Performance and recall rate

Based on a dataset of one million 768-dimensional vectors

  • DashVector cluster specification: P.large

  • Metric: cosine

  • TopK: 100

Quantization policy

Index size ratio

QPS

Recall rate

None

100%

495.6

99.05%

DT_VECTOR_INT8

33.33%

733.8 (+48%)

94.67%

Note
  1. As indicated in the comparison, the index rate is reduced by two thirds and the QPS is increased by 48% at the cost of a recall rate decrease of 4.38%.

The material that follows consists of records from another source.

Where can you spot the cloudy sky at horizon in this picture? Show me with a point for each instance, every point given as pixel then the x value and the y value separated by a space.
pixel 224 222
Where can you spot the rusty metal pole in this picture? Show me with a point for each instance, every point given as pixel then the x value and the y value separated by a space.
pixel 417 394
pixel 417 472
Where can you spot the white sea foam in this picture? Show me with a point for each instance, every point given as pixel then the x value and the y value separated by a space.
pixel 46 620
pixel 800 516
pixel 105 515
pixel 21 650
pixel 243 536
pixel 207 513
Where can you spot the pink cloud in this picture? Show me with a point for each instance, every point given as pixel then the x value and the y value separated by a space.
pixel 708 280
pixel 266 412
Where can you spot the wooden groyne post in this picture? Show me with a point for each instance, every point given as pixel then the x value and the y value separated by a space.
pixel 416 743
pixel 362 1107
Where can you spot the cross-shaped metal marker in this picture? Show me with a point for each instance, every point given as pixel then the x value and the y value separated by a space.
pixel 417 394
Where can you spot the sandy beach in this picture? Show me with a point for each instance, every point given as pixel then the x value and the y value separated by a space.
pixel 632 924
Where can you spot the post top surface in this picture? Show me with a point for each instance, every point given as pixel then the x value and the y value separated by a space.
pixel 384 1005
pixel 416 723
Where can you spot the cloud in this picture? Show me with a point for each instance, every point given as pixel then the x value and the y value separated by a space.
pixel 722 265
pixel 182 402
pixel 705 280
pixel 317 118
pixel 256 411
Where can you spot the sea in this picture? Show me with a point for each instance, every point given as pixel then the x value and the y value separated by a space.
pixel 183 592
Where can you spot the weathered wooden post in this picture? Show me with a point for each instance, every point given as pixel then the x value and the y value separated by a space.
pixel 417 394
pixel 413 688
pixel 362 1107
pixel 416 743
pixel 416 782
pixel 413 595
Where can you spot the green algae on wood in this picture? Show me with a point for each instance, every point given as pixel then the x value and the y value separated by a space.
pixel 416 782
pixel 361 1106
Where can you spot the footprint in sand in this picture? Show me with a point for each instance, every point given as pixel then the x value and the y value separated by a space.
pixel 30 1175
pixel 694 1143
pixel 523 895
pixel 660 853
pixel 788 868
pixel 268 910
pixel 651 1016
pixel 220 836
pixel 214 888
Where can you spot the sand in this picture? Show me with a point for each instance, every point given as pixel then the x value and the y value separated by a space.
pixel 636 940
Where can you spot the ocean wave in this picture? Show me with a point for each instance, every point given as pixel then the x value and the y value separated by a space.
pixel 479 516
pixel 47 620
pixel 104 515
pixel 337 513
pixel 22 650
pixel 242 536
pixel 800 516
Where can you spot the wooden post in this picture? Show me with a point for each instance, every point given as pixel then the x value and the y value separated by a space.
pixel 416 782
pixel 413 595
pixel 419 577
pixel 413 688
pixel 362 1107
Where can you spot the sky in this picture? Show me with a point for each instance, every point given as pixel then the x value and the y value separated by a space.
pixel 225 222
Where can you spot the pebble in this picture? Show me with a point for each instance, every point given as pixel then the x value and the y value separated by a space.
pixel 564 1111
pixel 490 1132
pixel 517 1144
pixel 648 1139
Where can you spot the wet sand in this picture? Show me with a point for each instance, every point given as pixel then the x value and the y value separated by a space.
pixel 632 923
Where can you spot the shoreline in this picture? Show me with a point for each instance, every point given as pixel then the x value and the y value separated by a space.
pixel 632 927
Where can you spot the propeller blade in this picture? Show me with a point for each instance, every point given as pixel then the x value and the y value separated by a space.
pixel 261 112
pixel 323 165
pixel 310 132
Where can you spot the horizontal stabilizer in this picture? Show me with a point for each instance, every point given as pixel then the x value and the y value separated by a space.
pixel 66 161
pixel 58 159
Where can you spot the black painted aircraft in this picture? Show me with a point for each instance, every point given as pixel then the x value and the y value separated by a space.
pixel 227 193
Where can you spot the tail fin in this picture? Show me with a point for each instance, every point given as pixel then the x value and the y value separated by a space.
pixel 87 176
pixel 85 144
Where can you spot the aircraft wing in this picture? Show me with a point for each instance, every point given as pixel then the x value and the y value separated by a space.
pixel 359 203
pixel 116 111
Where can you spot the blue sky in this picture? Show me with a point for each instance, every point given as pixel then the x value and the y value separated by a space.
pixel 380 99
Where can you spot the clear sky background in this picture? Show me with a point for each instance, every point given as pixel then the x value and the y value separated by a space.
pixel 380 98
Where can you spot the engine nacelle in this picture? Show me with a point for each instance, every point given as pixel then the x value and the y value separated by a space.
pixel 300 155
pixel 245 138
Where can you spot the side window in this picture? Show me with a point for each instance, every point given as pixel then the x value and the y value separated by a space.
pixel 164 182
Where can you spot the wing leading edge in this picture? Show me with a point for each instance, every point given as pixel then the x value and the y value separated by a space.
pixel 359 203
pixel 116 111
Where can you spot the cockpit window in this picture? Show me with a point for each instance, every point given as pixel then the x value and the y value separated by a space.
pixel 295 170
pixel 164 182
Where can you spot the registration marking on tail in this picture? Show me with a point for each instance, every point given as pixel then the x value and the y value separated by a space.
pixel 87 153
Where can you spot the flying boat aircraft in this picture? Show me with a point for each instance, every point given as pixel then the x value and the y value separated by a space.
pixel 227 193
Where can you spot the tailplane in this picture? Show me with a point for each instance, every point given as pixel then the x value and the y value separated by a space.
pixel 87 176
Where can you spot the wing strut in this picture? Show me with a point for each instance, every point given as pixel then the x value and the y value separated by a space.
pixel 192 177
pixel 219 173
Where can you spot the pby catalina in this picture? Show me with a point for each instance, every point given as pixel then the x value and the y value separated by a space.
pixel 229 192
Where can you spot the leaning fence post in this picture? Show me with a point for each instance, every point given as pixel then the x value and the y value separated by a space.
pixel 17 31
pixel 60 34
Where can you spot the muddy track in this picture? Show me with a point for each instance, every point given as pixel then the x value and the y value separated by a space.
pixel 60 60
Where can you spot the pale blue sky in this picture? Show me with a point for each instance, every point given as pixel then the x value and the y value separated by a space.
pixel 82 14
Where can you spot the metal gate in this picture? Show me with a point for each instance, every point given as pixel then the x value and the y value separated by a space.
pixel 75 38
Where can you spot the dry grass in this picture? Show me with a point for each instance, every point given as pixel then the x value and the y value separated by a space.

  2. The results are measured based on a Cohere dataset and are for reference only. The actual results vary with the data distribution method of datasets.

References

Dataset

Quantization policy

Index size ratio

Recall rate

QPS increase

Cohere 10M 768 Cosine

DT_VECTOR_INT8

33%

95.28%

170%

GIST 1M 960 L2

DT_VECTOR_INT8

35%

99.54%

134%

OpenAI 5M 1536 Cosine

DT_VECTOR_INT8

34%

67.34%

189%

Deep1B 10M 96 Cosine

DT_VECTOR_INT8

52%

99.97%

135%

Internal dataset 8M 512 Cosine

DT_VECTOR_INT8

38%

99.92%

152%

Important

The preceding table indicates that the DashVector quantization policy is not applicable to all datasets. You must be cautious about using the quantization policy in your production environments.

We recommend that you create two collections, one with and the other without the quantization policy, and determine whether to use the policy in production environments after careful comparison, testing, and verification.